技術的には、PWA(プログレッシブウェブアプリ)として開発しました。ブラウザで動作しながら、ネイティブアプリと同等の使い勝手を実現する技術です。デスクトップでもモバイルでも、インストール不要で同じ体験を提供できます。オフィスのPCからでも、外出先のスマートフォンからでも、いつでも日報を投稿し、仲間の投稿にリアクションできる環境を整えました。
| なぜSNSライクなUIか | 日常的に使い慣れたSNSの操作感が、日報への心理的ハードルを下げ、コミュニケーションを促進するため |
|---|---|
| なぜコメント・いいね機能か | 一方通行の報告を双方向の対話に変え、チームのつながりを強化するため |
| なぜPWAか | アプリのインストール不要で、デスクトップ・モバイル両方から同じ体験を提供するため |
ソリューション企画・設計 / UI・UX設計(SNSライクなタイムライン設計) / PWA開発 / コメント機能開発 / いいね機能開発 / レスポンシブ対応(デスクトップ・モバイル)

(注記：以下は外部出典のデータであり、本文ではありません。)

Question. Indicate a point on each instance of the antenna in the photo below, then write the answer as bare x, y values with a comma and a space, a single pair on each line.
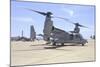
22, 33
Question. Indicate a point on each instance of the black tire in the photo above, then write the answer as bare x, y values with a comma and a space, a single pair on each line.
82, 44
54, 44
62, 44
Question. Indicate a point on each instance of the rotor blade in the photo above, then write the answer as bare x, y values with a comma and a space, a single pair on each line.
83, 26
80, 25
63, 19
66, 19
42, 13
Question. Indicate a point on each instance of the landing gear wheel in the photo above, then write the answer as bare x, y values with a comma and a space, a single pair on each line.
82, 44
54, 44
62, 44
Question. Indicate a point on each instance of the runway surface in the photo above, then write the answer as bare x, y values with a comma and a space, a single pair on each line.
37, 52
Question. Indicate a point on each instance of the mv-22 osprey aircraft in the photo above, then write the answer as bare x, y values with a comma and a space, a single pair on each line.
54, 35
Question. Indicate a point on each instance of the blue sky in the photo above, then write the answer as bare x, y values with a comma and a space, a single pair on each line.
21, 18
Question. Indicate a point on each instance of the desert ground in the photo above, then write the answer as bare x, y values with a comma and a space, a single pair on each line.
37, 52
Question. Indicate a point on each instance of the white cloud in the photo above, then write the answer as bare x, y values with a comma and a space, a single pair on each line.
68, 10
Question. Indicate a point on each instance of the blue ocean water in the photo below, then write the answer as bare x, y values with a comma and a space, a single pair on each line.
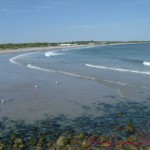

導入後、最も大きな変化は「毎日書くようになった」ことです。義務感で後回しにしていた日報が、自然と毎日投稿されるようになりました。
理由はシンプルです。書くのが楽になったから。そして、反応があるから。SNS感覚でサッと投稿できる気軽さと、「いいね」がつく小さな喜び。この二つが、日報を「やらなければいけない業務」から「やりたくなる習慣」に変えました。
コミュニケーションも活発になりました。以前は日報を読んでも、反応する手段がなかった。今は「いいね」を押すだけで「見たよ」と伝えられる。気になることがあればコメントできる。日報を起点に、「あの件、どうなった?」「手伝おうか?」といった会話が自然に生まれるようになりました。
日報の目的である「誰が何をしているかを把握する」も、ようやく達成されるようになりました。チームメンバーの動きがリアルタイムで可視化される。誰が何に取り組んでいるか、どこで苦戦しているか、何を達成したか。日報を見れば、チームの今がわかる。これが本来、日報が果たすべき役割でした。
形骸化していた業務を、目的に立ち返って再設計する。時代に合わせたインターフェースで、やりやすさを追求する。反応のハードルを下げて、コミュニケーションを生む。この設計思想は、日報に限らず、あらゆる「義務的な業務」の改善に応用できるアプローチです。